A new version of the Netsky e-mail worm is set to launch a distributed denial of service attack on peer-to-peer networks, anti-virus software companies have warned. The worm contains a message blaming users for spreading viruses and says that Netsky's authors want to stop hacking and illegal file trading, security experts said.
Netsky.Q, which has spread rapidly since it first appeared on Monday, is the 17th variant of the worm to be released since Netsky first appeared in February, anti-virus companies said.
The Q variant arrives in e-mail file attachments with .pif (Program Information File) or .zip file extensions. Netsky also tries to exploit a well-known Microsoft security hole that allows file attachments to be launched automatically when the e-mail message is read, according to F-Secure of Helsinki.
Netsky.Q messages are disguised to look like returned e-mail error messages that might be generated by a company's e-mail servers, with subjects such as "Delivery Error," "Error" and "Server Error". When opened, the e-mail displays messages such as "Mail Delivery -- This mail couldn't be displayed" and claim to contain a version of the rejected message as a "binary attachment", enticing users to click on the virus file, F-Secure said.
Like earlier versions of Netsky, the new version installs itself on Windows machines when the file attachment is opened. It also combs the infected machine's hard drive and harvests e-mail addresses from a variety of file types.
Netsky.Q is programmed to mail copies of itself to addresses it finds on March 31, 2004, and April 5, 12, 19 and 26, 2004, said UK-based Sophos. Computers infected with the new worm variant are also programmed to launch a denial of service attack on a number of peer-to-peer and pirate-software Web sites including www.kazaa.com, www.edonkey2000.com and www.cracks.am on April 7, and April 12, 2004, F-Secure said.

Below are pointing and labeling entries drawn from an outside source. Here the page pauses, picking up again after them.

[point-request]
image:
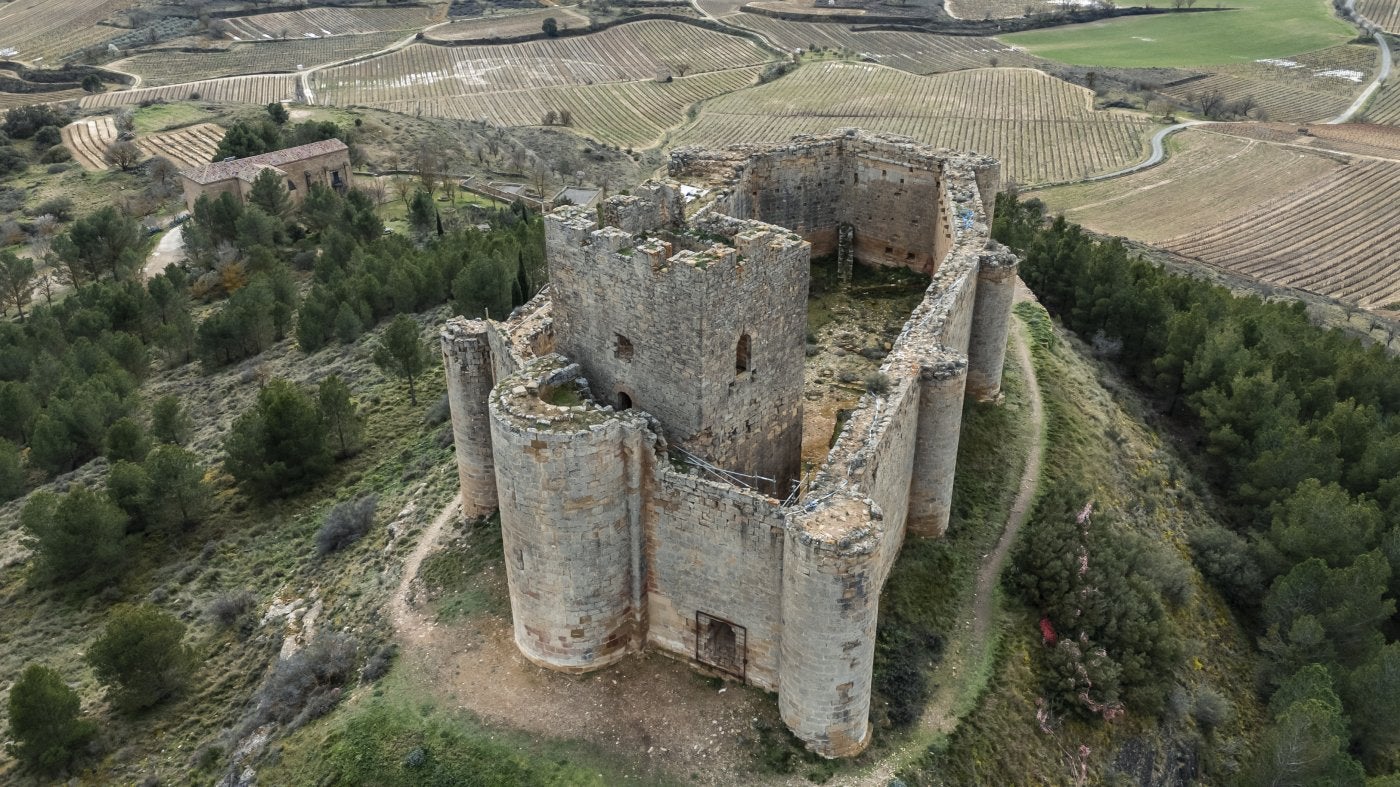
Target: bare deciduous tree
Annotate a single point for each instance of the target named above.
(123, 154)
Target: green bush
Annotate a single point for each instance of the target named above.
(140, 657)
(44, 720)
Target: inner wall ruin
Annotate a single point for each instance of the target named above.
(639, 423)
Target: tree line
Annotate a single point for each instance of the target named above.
(1298, 430)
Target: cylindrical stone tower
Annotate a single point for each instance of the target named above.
(569, 521)
(469, 377)
(941, 382)
(990, 321)
(830, 601)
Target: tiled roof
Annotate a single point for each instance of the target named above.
(248, 168)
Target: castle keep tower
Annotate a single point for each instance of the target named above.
(639, 425)
(700, 325)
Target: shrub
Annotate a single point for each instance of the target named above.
(227, 608)
(140, 657)
(346, 524)
(307, 684)
(1210, 709)
(56, 154)
(44, 720)
(378, 663)
(48, 136)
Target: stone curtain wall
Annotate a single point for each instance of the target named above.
(611, 546)
(717, 549)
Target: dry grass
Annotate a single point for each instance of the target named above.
(1040, 128)
(177, 67)
(622, 53)
(230, 90)
(1207, 178)
(1339, 237)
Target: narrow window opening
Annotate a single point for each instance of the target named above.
(622, 347)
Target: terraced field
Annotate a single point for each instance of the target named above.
(11, 100)
(175, 67)
(318, 23)
(913, 52)
(626, 114)
(188, 147)
(1385, 13)
(88, 139)
(1313, 86)
(1385, 105)
(1358, 139)
(1001, 9)
(1207, 178)
(1040, 128)
(632, 52)
(1274, 100)
(506, 25)
(44, 31)
(231, 90)
(1339, 237)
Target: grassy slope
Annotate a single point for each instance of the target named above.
(1095, 433)
(1248, 31)
(266, 549)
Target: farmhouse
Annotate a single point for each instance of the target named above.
(325, 163)
(639, 425)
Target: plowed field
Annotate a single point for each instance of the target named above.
(322, 23)
(88, 139)
(233, 90)
(175, 67)
(622, 53)
(1040, 128)
(625, 114)
(913, 52)
(186, 147)
(1207, 178)
(1339, 237)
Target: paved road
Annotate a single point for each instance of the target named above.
(1381, 76)
(1158, 151)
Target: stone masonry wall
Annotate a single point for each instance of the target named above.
(661, 329)
(611, 542)
(717, 549)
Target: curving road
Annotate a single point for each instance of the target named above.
(1381, 74)
(1158, 151)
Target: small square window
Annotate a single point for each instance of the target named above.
(622, 347)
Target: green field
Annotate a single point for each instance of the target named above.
(1248, 31)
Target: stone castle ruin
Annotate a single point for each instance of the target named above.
(639, 423)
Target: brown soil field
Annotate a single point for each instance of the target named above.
(178, 67)
(322, 23)
(1385, 105)
(1040, 128)
(622, 53)
(1207, 178)
(632, 114)
(506, 25)
(42, 31)
(87, 139)
(11, 100)
(1385, 13)
(1355, 139)
(231, 90)
(186, 147)
(913, 52)
(1336, 237)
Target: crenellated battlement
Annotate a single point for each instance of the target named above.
(641, 418)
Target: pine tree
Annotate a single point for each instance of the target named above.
(402, 352)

A message buried in the worm's code, and transcribed by Sophos and other anti-virus companies, may explain the programmed attacks on peer-to-peer networks. In the message, the Netsky author or authors claim to represent a benevolent group called "SkyNet Antivirus Team" claiming to be based in Russia, and draw distinctions between their creation and other worms that open back doors on infected computers. Back doors can be used to relay spam message or facilitate future hacking. "We don't have any criminal inspirations [sic]," the message reads. "Due to many reports, we do not have any backdoors included for spam relaying."
Netsky's authors have been locked in a war of words with the creators of the Bagle virus family in recent weeks. The two groups have used new worm variants as vehicles for barbs and retorts to previous insults.
The Netsky authors also declare their opposition to "hacking, sharing with illegal stuff and similar illegal content", according to the message. As for the computer users harmed by their worm, the authors say that users need better education, not software updates offered by anti-virus companies.
Security companies have released new signatures designed to detect Netsky.Q and recommended that customers update their anti-virus software.